Not sure if it is the hydrocodone or hormones, but my emotions have been from one end of the spectrum to the other. I think part of the issue is that I am struggling with all of the medical bills from my back and knee. The other part is the stress of trying to save for getting a house. Or better yet, dealing with pain 24/7 is never a happy experience and tends to bring people down.
Honestly, getting a house this year is pretty much out of the question. Mainly because I am having to deal with a lot of physical/medical issues. It really sucks, but you know, it is what it is right now. I think I should just accept the situation and focus my energy on getting better. There has to be a light at the end of the tunnel where my health is concerned (and that is not death).
Sometimes, I look back at my choices and maybe, getting a personal trainer was a bad idea. I probably should have used that money elsewhere. However, who is to know how long I have had a slipped disc all this time. As for my knee, they was going to happen sooner or later - who really knows.
I know I am tired of the pain.
As for my birthday this year, it does not look like I will be doing what I had planned, either.

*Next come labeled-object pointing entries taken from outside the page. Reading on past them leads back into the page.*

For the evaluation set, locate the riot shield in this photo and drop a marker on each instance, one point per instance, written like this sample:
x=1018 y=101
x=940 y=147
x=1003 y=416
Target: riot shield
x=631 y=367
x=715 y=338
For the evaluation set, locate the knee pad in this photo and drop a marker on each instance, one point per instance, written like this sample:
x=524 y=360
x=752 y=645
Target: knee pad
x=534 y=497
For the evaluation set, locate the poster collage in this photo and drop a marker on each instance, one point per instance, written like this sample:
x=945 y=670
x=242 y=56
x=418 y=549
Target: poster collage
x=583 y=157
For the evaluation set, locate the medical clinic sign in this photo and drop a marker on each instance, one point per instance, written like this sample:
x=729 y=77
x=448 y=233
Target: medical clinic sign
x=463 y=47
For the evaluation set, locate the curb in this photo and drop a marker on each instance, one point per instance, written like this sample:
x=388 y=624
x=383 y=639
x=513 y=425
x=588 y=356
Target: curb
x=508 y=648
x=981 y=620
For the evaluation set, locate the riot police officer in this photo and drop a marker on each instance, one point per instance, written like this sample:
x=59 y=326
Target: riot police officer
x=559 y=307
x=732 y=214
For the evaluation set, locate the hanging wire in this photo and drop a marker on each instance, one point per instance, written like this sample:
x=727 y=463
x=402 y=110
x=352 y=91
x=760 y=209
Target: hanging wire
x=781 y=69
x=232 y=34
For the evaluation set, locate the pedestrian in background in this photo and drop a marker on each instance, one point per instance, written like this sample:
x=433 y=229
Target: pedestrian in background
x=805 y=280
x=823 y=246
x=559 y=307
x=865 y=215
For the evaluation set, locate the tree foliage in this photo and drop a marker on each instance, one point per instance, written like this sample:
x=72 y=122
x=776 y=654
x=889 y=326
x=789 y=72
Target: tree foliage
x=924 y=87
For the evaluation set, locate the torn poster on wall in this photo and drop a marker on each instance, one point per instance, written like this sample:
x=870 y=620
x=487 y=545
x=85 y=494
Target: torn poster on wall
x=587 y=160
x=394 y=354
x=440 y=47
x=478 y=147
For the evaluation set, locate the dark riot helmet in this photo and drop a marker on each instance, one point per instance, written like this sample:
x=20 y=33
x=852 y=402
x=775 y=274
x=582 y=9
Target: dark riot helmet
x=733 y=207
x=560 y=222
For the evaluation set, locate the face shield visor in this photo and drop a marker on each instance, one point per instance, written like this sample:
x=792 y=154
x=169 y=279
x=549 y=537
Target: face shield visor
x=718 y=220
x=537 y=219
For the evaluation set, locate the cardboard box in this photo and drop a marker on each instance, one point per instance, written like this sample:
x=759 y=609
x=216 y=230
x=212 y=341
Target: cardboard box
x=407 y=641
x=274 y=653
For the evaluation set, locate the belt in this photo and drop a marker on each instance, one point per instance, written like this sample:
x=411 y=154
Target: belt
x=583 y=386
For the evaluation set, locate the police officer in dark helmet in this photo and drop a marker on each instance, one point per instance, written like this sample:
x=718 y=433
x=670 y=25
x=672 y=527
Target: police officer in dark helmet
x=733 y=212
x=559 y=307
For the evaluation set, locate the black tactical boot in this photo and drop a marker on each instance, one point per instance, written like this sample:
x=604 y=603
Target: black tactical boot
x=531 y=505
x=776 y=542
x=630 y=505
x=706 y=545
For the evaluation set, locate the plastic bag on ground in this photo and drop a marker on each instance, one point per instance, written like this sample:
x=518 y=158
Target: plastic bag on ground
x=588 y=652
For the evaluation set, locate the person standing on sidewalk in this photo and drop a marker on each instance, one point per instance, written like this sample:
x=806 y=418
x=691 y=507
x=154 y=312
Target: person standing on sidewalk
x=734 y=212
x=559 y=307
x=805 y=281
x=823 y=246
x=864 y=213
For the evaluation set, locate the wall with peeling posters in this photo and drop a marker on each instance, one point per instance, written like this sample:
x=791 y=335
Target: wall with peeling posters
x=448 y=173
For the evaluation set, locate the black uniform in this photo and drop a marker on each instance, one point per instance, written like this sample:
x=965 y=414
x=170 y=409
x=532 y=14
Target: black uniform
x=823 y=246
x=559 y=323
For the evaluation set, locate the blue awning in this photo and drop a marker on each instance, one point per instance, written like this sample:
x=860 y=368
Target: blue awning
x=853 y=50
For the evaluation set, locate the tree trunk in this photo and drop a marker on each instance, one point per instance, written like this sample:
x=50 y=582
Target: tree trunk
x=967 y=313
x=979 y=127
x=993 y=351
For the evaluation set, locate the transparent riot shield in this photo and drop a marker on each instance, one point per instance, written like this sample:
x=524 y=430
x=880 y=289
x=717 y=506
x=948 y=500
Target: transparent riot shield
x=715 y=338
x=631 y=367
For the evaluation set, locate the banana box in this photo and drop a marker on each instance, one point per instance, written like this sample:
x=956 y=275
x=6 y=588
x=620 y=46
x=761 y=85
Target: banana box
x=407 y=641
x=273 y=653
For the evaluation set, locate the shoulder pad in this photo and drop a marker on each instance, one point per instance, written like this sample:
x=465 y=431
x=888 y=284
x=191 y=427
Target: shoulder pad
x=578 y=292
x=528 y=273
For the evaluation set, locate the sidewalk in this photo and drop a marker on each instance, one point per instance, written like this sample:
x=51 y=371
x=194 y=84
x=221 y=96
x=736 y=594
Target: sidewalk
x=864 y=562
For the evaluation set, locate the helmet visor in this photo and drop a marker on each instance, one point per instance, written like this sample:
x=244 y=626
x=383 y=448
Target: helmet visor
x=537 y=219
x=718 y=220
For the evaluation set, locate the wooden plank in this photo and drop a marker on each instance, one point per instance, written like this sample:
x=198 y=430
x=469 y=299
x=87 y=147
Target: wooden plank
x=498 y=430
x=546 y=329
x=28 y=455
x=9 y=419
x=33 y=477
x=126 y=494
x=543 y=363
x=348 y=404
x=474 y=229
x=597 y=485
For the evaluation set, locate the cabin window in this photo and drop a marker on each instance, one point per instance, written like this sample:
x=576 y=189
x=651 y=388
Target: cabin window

I had been saving to go on a really cool trip to Las Vegas for my big 5-0. However, I really cannot walk long distances and the trip would be wasted if I went. It really makes me pretty sad to think about it.
As I sit back and take it all in, it is pretty depressing. I am just trying to sort out how to just concentrate on one day at a time. Stop looking at the big pictures and let that other stuff go. Maybe there is some hope, but it is pretty slim. However, I need to look at other positive things to do and work on those projects/goals. That should be what I do next.